2 – How Much You Need To Eat
Reducing your daily caloric intake by 500, will ensure you lose 1lbs per week. In my last article I explained a simple way to determine how many calories you should be consuming. Once you figure that out, you can reduce that number depending on how much weight you’re going to lose each week.
Example: For Joe to maintain his bodyweight of 180lbs, he needs to eat 3000 calories per day. If Joe wanted to lose 1lbs per week, he’d reduce his caloric intake by 500.
3000 – 500 = 2500 calories per day.
If he wanted to be more aggressive and lose 2lbs per week, he’d obviously double the amount of calories to cut out:
3000 – 1000 = 2000 calories per day.
So depending on the amount Joe decides to lose each week, he’d be eating somewhere between 2000-2500 calories per day.
3 – Protein Intake
When losing weight, protein intake should be kept high in order to maintain as much muscle mass as possible, so that we can focus on burning fat and not muscle. My recommendation for protein intake is to consume 1-1.5 grams of protein per lb. in bodyweight. So for Joe to determine his protein intake he’d do a simple calculation:
180 x 1 = 180g of protein per day.
180 x 1.5 = 270g of protein per day.
Joe’s daily protein intake should be somewhere between 180 to 270 grams per day. I’d suggest going right in the middle and aim to consume 225 grams of protein per day.
1 gram of protein is 4 calories, so 225 grams per day would equal 900 calories.
4 – Fat Intake
In order to maintain proper hormone function while dieting, it’s recommended to keep your daily fat intake somewhere between 0.3-0.5 grams per lb. of bodyweight. So in our ongoing example:
180 x 0.3 = 54g of fat per day.
180 x 0.5 = 90g of fat per day.
Joe’s fat intake would be somewhere between 54 to 90 grams each day. Again, if we were going to go right in the middle of that range, we’d be looking at consuming 72 grams of fat per day.
1 gram of fat is 9 calories, so 72 grams of fat per day would equal 648 calories.
5 – Carbohydrate Intake
To determine carbohydrate intake, we essentially just want to fill in the blanks. After finding out the amount of calories we’re going to get from protein and fat, we can use the remaining calories to figure out our carb intake.
In our example:
Protein – 900 calories per day
Fat – 648 calories per day
900 + 648 = 1548 calories that will be subtracted from the total amount of calories Joe consumes each day.

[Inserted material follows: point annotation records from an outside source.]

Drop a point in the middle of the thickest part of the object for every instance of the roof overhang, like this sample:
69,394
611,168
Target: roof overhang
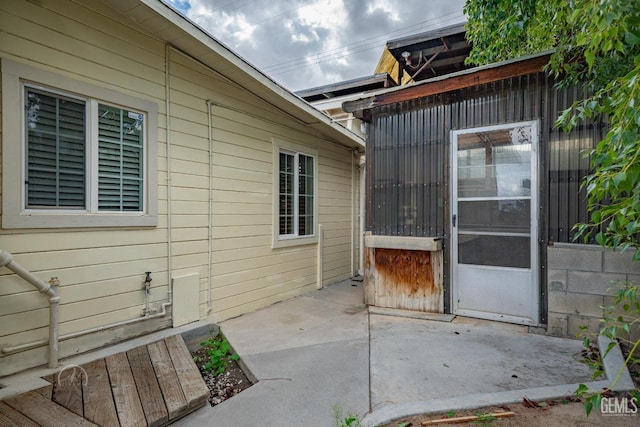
448,83
165,23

If he were to go on the lower end of calories:
2000 – 1548 = 452 calories remaining for carbs.
If he were to go on the higher end:
2500 – 1548 = 952 calories remaining for carbs.
1 gram of carbohydrates is 4 calories, so in order to determine the amount of carbohydrates to consume each day, we simply need to divide the remaining calories by 4.
On the lower end:
452 calories / 4 = 113 grams of carbohydrates.
On the higher end:
952 calories / 4 = 238 grams of carbohydrates.
6 – Continue To Track Your Food Intake
Once you have everything calculated and figured out, continue tracking your food intake on your tracking app to make sure you’re eating your target calories, as well as your target macronutrients (protein, fat, carbs).
Joe decides he wants to take his time with losing weigh and eat 2500 calories per day for 10 weeks.
Each day he would track food intake to make sure he is eating that amount of calories, as well as eating 225 grams of protein, 72 grams of fat, and 238 grams of carbohydrates.